K., as our readers know, is an exceptionally serious publication. However, this week’s issue coincides with two carnival-like celebrations, since they call for rejoicing in the subversion of the usual established order of power and domination, until their overthrow. So what can we do to avoid losing our reputation as killjoys? We have found no other solution than to explore the meaning of these festivals, which, if we want to avoid them being reduced to mere masquerades, they must retain a tangible sense of festivity.
Purim is a festival linked to the political condition of Jews in exile, in the sense that it reflects the central issue at stake: that of their protection as a dispersed people. In principle, the Jewish state – which is dedicated to this task of protection – should make the experience of the tension contained in the Book of Esther inaccessible, and therefore Purim obsolete. Yet Purim continued to be celebrated, even where its meaning was most remote. On October 7, by highlighting the function of the Jewish state and its limitations, this progressive derealization was called into question. So much so that, for this year’s Purim, there are calls for Israeli children to adopt the Batman costume worn by Ariel Bibas. But what exactly does this call to update the diasporic festival par excellence in Israel mean? Danny Trom invites us to consider the meaning of Purim, in its disjointedness depending on whether one is in the diaspora or in Israel, but also in its convergence.
What is International Women’s Day if not a procession of calculated tributes, a choreography of sycophantic bows, a high mass of warm feelings where the patriarchy goes to the trouble, once a year, of pretending to bury itself? That, at least, is the opinion of our author Valeria Solanstein who, pastiching Valerie Solanas’ famous SCUM Manifesto of 1967, tells us about the reality of the female condition in the Jewish community on all the days when we don’t pretend that male domination is dying.

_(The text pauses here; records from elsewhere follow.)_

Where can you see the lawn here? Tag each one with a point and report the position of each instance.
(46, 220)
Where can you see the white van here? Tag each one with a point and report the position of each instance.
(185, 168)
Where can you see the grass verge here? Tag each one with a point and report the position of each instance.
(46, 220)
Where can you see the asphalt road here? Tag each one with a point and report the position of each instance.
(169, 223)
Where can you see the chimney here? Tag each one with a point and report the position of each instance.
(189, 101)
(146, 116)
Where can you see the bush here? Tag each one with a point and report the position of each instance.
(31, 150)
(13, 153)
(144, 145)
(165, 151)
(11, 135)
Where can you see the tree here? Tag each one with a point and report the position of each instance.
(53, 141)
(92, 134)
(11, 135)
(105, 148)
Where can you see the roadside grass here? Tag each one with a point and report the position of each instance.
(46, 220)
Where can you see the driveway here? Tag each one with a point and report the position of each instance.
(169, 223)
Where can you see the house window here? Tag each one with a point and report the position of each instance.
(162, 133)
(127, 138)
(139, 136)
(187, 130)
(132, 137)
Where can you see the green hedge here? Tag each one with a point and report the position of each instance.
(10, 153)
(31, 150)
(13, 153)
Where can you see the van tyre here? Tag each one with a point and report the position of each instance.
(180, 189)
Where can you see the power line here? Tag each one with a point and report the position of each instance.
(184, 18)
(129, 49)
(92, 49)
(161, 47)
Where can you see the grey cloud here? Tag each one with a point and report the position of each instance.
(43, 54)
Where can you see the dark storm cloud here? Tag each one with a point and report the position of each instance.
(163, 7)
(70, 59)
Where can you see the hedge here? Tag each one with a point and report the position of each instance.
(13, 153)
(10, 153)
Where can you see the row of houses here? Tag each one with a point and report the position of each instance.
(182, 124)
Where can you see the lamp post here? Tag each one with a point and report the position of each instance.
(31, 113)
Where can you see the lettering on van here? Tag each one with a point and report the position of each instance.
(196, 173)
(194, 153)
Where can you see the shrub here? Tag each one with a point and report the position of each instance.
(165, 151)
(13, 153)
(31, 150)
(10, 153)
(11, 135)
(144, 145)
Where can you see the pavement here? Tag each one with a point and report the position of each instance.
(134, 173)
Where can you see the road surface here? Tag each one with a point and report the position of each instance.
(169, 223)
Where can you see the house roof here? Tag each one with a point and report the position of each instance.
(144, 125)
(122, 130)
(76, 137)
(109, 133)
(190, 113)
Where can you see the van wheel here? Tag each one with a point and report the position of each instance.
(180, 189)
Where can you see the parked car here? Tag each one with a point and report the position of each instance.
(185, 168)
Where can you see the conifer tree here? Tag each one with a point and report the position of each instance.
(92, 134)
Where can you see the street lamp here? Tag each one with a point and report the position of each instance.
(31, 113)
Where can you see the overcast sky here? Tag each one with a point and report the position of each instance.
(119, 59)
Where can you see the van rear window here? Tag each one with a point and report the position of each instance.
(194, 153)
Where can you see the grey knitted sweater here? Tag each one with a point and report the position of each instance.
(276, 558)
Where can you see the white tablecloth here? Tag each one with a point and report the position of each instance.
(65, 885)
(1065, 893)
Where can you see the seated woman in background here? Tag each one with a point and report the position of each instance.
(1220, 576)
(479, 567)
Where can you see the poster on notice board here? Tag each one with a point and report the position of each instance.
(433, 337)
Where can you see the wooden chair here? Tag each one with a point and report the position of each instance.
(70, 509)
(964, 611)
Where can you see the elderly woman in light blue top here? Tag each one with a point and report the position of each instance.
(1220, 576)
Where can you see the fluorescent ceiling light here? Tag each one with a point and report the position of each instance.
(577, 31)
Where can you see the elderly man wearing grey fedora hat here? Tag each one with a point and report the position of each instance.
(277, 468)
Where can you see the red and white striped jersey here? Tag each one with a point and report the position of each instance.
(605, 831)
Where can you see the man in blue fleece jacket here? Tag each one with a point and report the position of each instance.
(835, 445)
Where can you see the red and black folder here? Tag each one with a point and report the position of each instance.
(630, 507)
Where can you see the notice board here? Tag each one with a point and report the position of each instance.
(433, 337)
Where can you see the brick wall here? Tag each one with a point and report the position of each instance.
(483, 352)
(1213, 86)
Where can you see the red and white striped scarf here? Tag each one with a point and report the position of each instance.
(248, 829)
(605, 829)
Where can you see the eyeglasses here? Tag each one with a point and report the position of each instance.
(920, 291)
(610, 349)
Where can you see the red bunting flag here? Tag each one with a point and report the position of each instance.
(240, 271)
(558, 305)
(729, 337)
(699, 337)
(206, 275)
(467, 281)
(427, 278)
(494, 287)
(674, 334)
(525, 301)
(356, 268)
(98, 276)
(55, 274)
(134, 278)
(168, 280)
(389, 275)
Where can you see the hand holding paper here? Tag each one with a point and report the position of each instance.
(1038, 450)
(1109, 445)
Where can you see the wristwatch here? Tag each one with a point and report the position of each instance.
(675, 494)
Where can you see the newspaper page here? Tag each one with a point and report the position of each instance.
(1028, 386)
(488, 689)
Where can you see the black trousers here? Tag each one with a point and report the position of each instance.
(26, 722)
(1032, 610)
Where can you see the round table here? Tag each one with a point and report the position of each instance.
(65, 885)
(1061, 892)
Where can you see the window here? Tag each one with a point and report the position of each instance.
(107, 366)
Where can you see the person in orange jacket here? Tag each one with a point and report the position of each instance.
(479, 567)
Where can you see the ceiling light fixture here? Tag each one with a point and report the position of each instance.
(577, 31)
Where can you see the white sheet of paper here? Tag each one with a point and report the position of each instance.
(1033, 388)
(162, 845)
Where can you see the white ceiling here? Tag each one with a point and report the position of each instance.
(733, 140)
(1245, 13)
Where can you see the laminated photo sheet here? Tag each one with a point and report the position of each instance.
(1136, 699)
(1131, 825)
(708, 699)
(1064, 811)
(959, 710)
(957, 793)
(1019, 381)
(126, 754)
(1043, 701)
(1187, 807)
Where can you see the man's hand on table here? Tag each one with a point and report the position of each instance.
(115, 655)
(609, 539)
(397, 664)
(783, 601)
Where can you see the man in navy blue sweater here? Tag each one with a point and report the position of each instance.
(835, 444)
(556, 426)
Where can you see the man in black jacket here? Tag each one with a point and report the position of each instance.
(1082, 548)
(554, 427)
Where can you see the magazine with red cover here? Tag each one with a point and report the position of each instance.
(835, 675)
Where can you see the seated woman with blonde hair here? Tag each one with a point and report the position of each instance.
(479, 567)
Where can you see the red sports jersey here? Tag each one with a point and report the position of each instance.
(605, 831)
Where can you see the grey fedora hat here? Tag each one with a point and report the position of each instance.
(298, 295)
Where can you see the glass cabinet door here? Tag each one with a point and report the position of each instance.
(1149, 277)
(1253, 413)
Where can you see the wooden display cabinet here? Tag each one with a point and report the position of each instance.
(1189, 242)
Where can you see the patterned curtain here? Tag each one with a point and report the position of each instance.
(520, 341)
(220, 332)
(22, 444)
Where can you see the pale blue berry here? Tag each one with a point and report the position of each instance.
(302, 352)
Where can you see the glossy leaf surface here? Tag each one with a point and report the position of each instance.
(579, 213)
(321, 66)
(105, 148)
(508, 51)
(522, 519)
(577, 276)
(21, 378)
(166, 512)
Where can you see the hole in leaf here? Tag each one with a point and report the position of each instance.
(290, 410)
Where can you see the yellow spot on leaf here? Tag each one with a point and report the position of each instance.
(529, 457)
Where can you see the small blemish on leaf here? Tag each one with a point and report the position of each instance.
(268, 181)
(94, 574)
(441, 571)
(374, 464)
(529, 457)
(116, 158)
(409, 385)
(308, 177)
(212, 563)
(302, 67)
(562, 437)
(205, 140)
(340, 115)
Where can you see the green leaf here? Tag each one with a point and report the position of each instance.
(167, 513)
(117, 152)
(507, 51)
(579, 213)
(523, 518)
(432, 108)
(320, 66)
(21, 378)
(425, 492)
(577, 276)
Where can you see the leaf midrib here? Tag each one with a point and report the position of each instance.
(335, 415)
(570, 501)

K. believes that we must hear this cry of rage from a young Jewish woman who is trying to exist in a world that does not want her if she cannot stay put “in her place”. When it comes to women’s emancipation, the Jewish world is no worse than the rest of society, but it is no better either, is what this voice painfully echoes.
It was equally painful to see Jewish women and feminists being rejected again from demonstrations in honor of International Women’s Rights Day. Like last year, this procession, which was supposed to advance the struggle for women’s emancipation, turned into an anti-Israeli forum, stubbornly refusing to hear the suffering that Jewish women endured on October 7, and later in the Hamas tunnels. All this in the name of a twisted universalism, claiming to work for the emancipation of all. To honor Israeli women, who clearly do not belong to this “all” in the eyes of Western feminists, this week we are republishing the chilling text that Julia Christ devoted to the mass rapes on October 7, and to this false universalism where Jewish women seem not to matter.